Lung cancer is the leading cause of cancer death in the United States and worldwide. Recent advances in the treatment of lung cancer have come from the recognition that lung cancer is not a single disease, but rather a collection of distinct cancers driven by cancer genes, called oncogenes, that cause the tumors to grow.
“This knowledge has led to the development of targeted therapies for a small percentage of patients, and we think this approach has great promise in our push for personalized medicine,” said Dr. Burns, assistant professor of medicine, University of Pittsburgh School of Medicine, and Division of Hematology/Oncology, University of Pittsburgh Cancer Institute, partner with the UPMC CancerCenter.
For the ALA grant, Burns will receive $200,000 over two years for research to develop novel therapies for patients with certain oncogene-dependent lung cancers.
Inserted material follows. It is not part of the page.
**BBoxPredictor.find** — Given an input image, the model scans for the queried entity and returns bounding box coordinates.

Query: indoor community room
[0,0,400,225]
The three-year, $300,000 LUNGevity Career Development grant is for research into the development of novel therapies for patients with non-small cell lung cancer. In these patients, a protein called KRAS often becomes inappropriately turned on and causes a tumor to grow. Patients with KRAS-mutated lung cancer have a poor prognosis, and no current therapies target this critical oncogene.